タイガの森フォーラム
Taiga Forum
Тайга Форум
2010.07.24
体験レポート ビキン川への旅 Marieさんのパート2

ビギン川上り

2日目からエクスカーションのため、ビキン川を5時間くらい延々とボートで上ります。ボートの旅は実に爽快で、横になって、青い空や紅葉が始まった森を眺め、風を感じてうとうととした贅沢な時間を過ごしこれだけでツアーに参加して良かったと思いました。途中、祠に立寄り、ウデへ人のキャピタン(隊長)が旅の無事を祈っていました。大自然の中でいつも危険と隣り合わせで生きている狩人たちは、自然を畏れ敬う気持ちが根付いているのだと感じました。

ウスリータイガの森

3日目はウデへの人たちがタイガの森を案内してくれました。樹木は比較的ほそ目で背が高く、林床は思ったより明るくて心地よい散策ができました。森の中には、クロテン(毛皮用)を獲るための様々な罠や、泊まり込みで獲物を狙うための高台がありました。動物たちが集まる塩の溜まり場、泥遊びをしにきたイノシシの足跡、アムールトラの雄々しい爪痕、クマが木を登った跡など発見。

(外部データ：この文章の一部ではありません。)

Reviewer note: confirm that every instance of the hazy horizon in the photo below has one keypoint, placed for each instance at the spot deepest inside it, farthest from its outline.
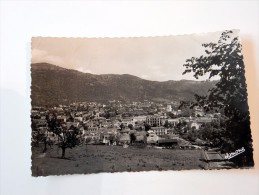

このエリアには600km2(東京23区は621 km2)にアムールトラのオス3頭、メス2頭がいるとのこと。目には見えないけれど野生動物達が棲む森の空気を十分感じとりました。朝鮮五葉松と呼ばれる大木は、松の実が小動物の餌となり、食物連鎖の重要な役割を持つ大切な木です。ウデへの人が疲れたときには寄りかかってエネルギーを補給してもらう木でもあります。タイガの朝鮮五葉松やナラなどが伐採されて中国や日本に輸出されていますが、寒い気候の森林を回復させるには相当年数が必要だと聞いています。実際に、私が見た朝鮮五葉松のサンプルは、成長が遅い個体とのことでしたが、それでもコップ位の太さなのに樹齢280年と聞いて本当に驚きました。材木として使える樹木は少数なので、それを伐採するための林道やスペース確保するために、こんな細い樹木はどんどん倒されているでしょう。長い年月をかけて営まれてきた生態系を決して安易に壊してはではならないと改めて感じました。

カヌー遊びと食事

カヌー遊びをしたとき、ボートと違ってエンジン音がないので周りの鳥の声や川のさざなみの音などが聞こえてきました。ウデへの人々は明け方などに水飲みに川に現われるシカを獲るためにカヌーを使用するとのこと。確かにスーっと忍び寄れるので動物たちに気づかれなさそう。食事には今朝獲ったという鹿肉やイトウの料理などをおかみさんたちが美味しく調理してくれました。薪を囲んでウォッカなど飲みながら夜更けまでみんなでわいわい話したのもとても楽しい思い出です。